Liverpool had to weather an early storm, but eventually strolled through to the Champions League semi-finals after beating Porto 4-1 at the Dragao.
Porto 1-4 Liverpool (1-6 agg)
Champions League Quarter-Final Second Leg, Estadio do Drago
April 17, 2019
Goals: Militao 68′; Mane 24′, Salah 65′, Firmino 77′, Van Dijk 84′
Up the VAR
Did any celebrate at home when Mane stabbed it over the line? The players on the pitch didn’t, the fans didn’t seem to in the stadium—so quickly was the flag up.
But guess what: he wasn’t offside! VAR took a minute or two to decide and it still didn’t seem as though there was much expectation of a goal being given…no doubt due in part to the fact viewers weren’t even shown replays while waiting.
Everyone loves a good hundred seconds staring at a ref pressing his ear, right?
Confusion aside, the Porto fans didn’t appreciate it effectively ending their run in the Champions League; ironically, given their late passage through past Roma thanks to the same ruling giving them a late penalty.

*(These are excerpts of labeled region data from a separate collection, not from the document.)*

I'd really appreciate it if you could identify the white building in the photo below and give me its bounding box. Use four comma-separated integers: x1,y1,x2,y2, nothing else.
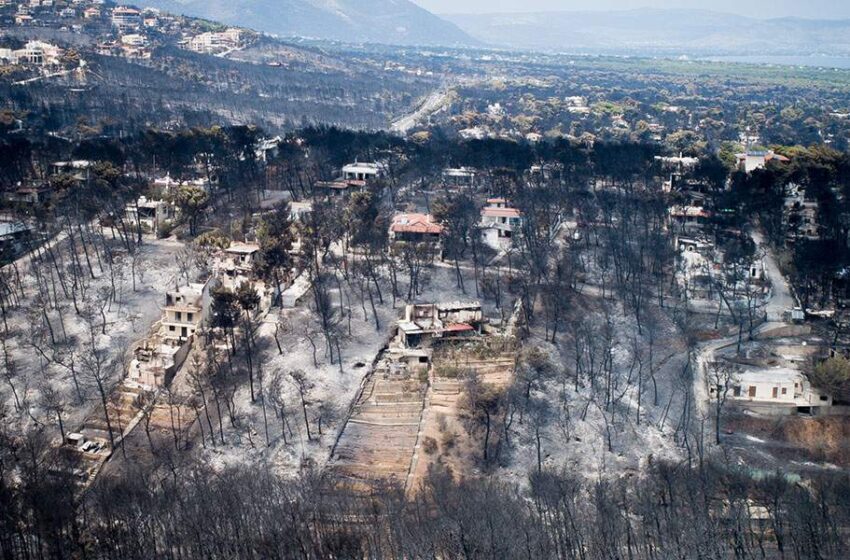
443,167,476,188
188,28,242,54
737,150,790,173
478,198,522,251
6,41,62,66
0,222,33,262
112,6,142,31
342,162,386,181
710,367,833,413
125,196,175,235
162,284,205,346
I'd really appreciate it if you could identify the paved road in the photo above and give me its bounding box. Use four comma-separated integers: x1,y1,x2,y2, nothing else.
751,230,797,321
694,230,797,418
390,89,449,134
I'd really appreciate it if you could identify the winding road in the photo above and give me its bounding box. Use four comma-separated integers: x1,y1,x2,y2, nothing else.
694,230,797,418
390,88,449,134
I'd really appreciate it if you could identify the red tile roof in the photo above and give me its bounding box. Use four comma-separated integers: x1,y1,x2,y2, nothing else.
481,207,522,218
390,214,443,235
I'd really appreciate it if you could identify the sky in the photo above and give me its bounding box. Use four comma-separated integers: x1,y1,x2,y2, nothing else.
413,0,850,19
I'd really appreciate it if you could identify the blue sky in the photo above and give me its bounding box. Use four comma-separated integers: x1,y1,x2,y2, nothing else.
413,0,850,19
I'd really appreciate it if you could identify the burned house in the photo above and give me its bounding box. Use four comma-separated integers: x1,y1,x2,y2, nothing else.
398,301,485,348
709,367,833,415
162,284,206,346
124,196,175,235
213,241,260,290
389,213,443,244
443,167,477,189
478,198,522,251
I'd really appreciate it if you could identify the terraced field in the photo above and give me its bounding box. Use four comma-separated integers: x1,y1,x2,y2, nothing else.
331,367,425,487
406,351,516,492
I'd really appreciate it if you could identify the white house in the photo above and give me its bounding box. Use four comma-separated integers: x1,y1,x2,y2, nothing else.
737,150,791,173
0,222,33,261
389,213,443,243
162,284,205,346
342,161,386,181
112,6,142,31
398,301,485,348
710,367,833,414
478,198,522,251
124,196,174,234
443,167,476,188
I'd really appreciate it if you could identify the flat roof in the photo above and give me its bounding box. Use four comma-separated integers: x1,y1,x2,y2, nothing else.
735,367,803,383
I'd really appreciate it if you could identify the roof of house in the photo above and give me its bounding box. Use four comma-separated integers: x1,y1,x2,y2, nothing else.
481,206,522,218
735,367,803,383
0,222,32,237
342,161,384,173
670,206,711,218
390,213,443,235
316,179,366,190
226,242,260,255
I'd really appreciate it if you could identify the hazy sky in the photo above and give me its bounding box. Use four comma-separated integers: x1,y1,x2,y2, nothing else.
413,0,850,19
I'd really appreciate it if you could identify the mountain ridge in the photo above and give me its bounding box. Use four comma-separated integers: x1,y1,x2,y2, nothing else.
442,8,850,55
135,0,478,46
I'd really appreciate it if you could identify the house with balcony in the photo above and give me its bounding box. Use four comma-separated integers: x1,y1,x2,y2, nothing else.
161,284,206,346
478,198,522,251
709,367,833,415
342,161,387,183
389,212,443,245
124,196,175,235
443,167,477,189
398,301,485,348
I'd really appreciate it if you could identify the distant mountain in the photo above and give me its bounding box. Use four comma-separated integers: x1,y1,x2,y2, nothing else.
135,0,476,46
444,9,850,55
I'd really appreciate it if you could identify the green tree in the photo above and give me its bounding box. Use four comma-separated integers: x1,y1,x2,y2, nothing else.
174,185,210,235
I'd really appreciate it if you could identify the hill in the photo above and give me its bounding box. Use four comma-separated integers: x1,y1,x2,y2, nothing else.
139,0,476,46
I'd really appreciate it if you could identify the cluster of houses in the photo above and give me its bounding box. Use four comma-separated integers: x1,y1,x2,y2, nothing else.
181,28,243,54
709,335,850,416
0,41,64,68
0,0,252,62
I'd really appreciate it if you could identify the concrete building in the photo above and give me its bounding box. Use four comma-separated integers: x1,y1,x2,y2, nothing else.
709,367,833,414
737,150,791,173
342,161,386,182
313,179,366,196
162,284,206,346
124,196,175,235
0,222,33,262
187,28,242,54
389,213,443,243
443,167,476,188
3,41,62,66
398,301,484,348
478,198,522,251
112,6,142,31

It was, of course, the right decision in the end.
Liverpool had needed to hold at bay a fearsome Porto start to the match before that goal, so the strike completely changed the flow and the threat of the night.
Super Sadio, key man from the start
His goal might not have been celebrated as exuberantly as usual, but it was yet another strike for the No. 10 in an exceptional season.
It means he has scored in every round of the Champions League for the past two seasons, a quite incredible feat, and he has scored away from home in both knock-out rounds in this year’s competition.
More recently, in eight of the last 10 games the Reds have taken the lead in, Mane has been the one who scored the opening goal—highlighting not just his quality but his reliability and ability to harness the big moments which matter.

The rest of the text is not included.